When I tried answering a problem then looked at the answer in the back of my book, I was confused how to get to the correct answer. The problem is there is a trapezoid on a coordinate plane that is centered at the origin. The coordinates of the points have variables: T(-a,0), R(-b,c),A(b,c), P(a,0). The non parallel sides are TR and PA. I have to use the distance formula to find the length of segment TR and segment PA. In the selected answers sections of the book it says the answer is Yes;TR=PA= square root of a^2-2ab+b^2+c^2. How do I get this answer? The answer I got as the square root of a^2+b^2+c^2.

Question

When I tried answering a problem then looked at the answer in the back of my book, I was confused how to get to the correct answer. The problem is there is a trapezoid on a coordinate plane that  is centered at the origin. The coordinates of the points have variables: T(-a,0), R(-b,c),A(b,c), P(a,0).

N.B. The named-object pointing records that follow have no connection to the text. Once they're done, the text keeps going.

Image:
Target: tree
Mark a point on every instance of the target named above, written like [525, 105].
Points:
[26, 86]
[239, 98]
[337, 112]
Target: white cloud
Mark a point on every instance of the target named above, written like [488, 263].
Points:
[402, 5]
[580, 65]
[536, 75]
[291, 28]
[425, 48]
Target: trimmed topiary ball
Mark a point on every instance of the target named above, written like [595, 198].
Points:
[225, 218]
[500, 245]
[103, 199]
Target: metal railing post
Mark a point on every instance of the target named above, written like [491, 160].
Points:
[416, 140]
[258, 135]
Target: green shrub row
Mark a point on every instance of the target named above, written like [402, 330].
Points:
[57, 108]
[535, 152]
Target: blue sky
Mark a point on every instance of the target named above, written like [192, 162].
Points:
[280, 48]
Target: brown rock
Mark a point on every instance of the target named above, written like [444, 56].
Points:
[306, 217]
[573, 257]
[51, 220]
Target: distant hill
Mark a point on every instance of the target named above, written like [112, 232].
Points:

The non parallel sides are TR and PA. I have to use the distance formula to find the length of segment TR and segment PA. In the selected answers sections of the book it says the answer is Yes;TR=PA= square root of a^2-2ab+b^2+c^2. How do I get this answer? The answer I got as the square root of a^2+b^2+c^2.

Reiny · Answer

let's do PA first
PA = √( (a-b)^2 + (0-c)^2 )
= √( a^2 - 2ab + b^2 + c^2 ) , that was easy

now ..
TR = √( (-b + a)^2 + (c-0)^2 )
= √(b^2 - 2ab + a^2 + c^2 )
= PA

I don't see why you didn't get that, all I did was apply the distance formula

I think your problem was in expanding (a-b)^2
= (a-b)(a-b)= a^2 - ab - ab + b^2
= a^2 - 2ab + b^2